Nothing in that moment of tranquil sun suggested anything wrong. I was standing in a dreamy room overlooking the Parvati Valley in the laps of Himalayas.

She liked nature so much that she painted her own little outdoors on the walls.

A rising, glistening sun froze-rising forever on the golden sky that was her wall. It complemented the real one for most part of the year, like brothers posing one in front of the other.

She had told me that her mornings began comparing the real and her wall sun. Real and surreal. Both were both to her depending on mood.

On the opposite wall was a dark and dense valley, again, just like the one outside. It played heavily on the minds of first-time visitors to her shack. But it comforted her, she said. Sometimes, over and against the real view.


I first saw Maya in the clouds - somewhere over the Caspian Sea. She was standing in front of the restroom from where I was taking forever to come out. New places make it harder for me to go!

I remember this fleeting second vividly.

Because no sooner did my form come out of the air loo than, she eyed me down and up, almost like saying, 'Look down'.

I followed her eyes in reverse and zipped up at a lightning speed! For the 100 miles self-aware distance back to my seat, I trying to convince myself that this didn't just happen (although it was not the first time I forgot).

It was 11:55 am when the flight landed at the Indira Gandhi International Airport, an island, which gave false impressions of what was to be encountered in the city. But I knew my capital like the back of my hand so no surprises - not for me.

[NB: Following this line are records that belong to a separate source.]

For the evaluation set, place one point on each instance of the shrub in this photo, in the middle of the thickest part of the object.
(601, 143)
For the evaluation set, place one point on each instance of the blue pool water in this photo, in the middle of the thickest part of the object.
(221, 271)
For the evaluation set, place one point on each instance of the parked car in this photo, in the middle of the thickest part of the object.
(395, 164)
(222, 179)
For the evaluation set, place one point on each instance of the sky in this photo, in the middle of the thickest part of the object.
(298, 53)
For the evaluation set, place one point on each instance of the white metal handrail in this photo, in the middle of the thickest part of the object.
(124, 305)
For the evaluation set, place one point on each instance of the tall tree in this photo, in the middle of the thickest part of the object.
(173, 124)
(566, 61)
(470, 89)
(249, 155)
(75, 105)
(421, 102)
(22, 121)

As I came out of the Terminal, a voice from behind made me turn back. She was jogging and jostling towards me. Nervously, I looked down to recheck if it was another reminder.

"Hello there! Could you just help me reach New Delhi Metro Station?"
"Sure," I sounded more than replied.

We glided in the Metro Airport Line silently. She sat next to me almost dozing off on my shoulder. Once at New Delhi station, she enquired about the best way to reach a particular hotel on Parliament Street. After helping her with luggage and information, I went my way, happy to have helped a foreigner.

Trust deficit, understandably, was as common as the air we breathe, especially in Delhi. I slept well that night thinking I won a point for the city, my country; as if someone was keeping score. Indeed there were other scores being settled that night... in Delhi and elsewhere under the starry sky.

Three weeks later, I was at a literature festival in Jaipur. On a particularly chilly but otherwise warm environment of the venue, I heard my shoulders, "Hello; So you are a literature enthusiast?"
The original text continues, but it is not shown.